The Brain Disease Model of Addiction: is it Supported by the Evidence and has it Delivered on its Promises?

Dr. Allwissend 01

The brain disease model of addiction: is it supported by the evidence and has it delivered on its promises?

Prof Wayne Hall, PhD
Adrian Carter, PhD
Cynthia Forlini, PhD

Sign up for Lancet Psychiatry to read the full article. An overview is below.

We need a similar critique of the American Society of Addiction Medicine (ASAM)  and its affiliates on this side of the Atlantic as “addiction medicine” is slated to be approved  by the  American Board of Medical Specialties in 2016 even though the discipline falls far short of the educational and professional standards for quality practice developed and implemented by all other ABMS member boards.    According to the ABMS these 24 boards are:

“committed to the principle of examining doctors based on six general competencies designed to encompass quality care: patient care, medical knowledge, practice-based learning and improvement, interpersonal and communication skills, professionalism, and systems-based practice.”

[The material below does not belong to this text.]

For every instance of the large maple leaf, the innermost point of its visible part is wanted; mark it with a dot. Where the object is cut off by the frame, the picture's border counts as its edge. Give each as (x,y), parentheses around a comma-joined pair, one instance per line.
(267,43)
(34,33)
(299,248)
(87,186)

These areas have been collectively identified by the ABMS, the American College of Graduate Medical Education (ACGME) and the Institute of Medicine (IOM) in order to standardize graduate medical education.

Any critique of the ASAM would find a number of issues antithetical to the six general competencies which stress “learning and improvement.”   In contrast the ASAM rests on the conviction that their views are absolutely certain and patently rejects open-minded inquiry.  An academic analysis of addiction medicine  from the vantage point of the ASAM would reveal false assumptions, bias, dogmatism, and data-dredging.  It would also reveal that those claiming expertise are in fact illegitimate and irrational authority who believe in an ends-justifies-the-means approach to push forth the chronic relapsing brain disease with lifelong abstinence an d imposed 12-step recovery. These are false experts who rationalize unethical, unprofessional and even criminal behavior as zeal for the faith if it aligns with the brain disease model of addiction (BDMA)   Their viewpoints are fixed and final.

They have not been held to truly objective judging, analysis, evaluation or outside critique.  The purpose of critique is the same as the purpose of critical thinking: to appreciate strengths as well as weaknesses, virtues as well as failings. Critical thinkers critique in order to redesign, remodel, and make better. This direly needs to be done.  The evidence-base for both the BDMA and the drug and alcohol testing, assessment and treatment is poor.     They are claiming physician health programs are the crown jewel of addiction treatment– a replicable model to be replicated in other populations.  It is all hyperbole and propaganda.  In reality they are using medical assessment and treatment as tools to repress and punish doctors.  Those running the state physician health programs are typically morally disengaged bullies with Machiavellian egocentricity.   And all the congratulatory backslapping is based on a singe poorly designed opinion piece.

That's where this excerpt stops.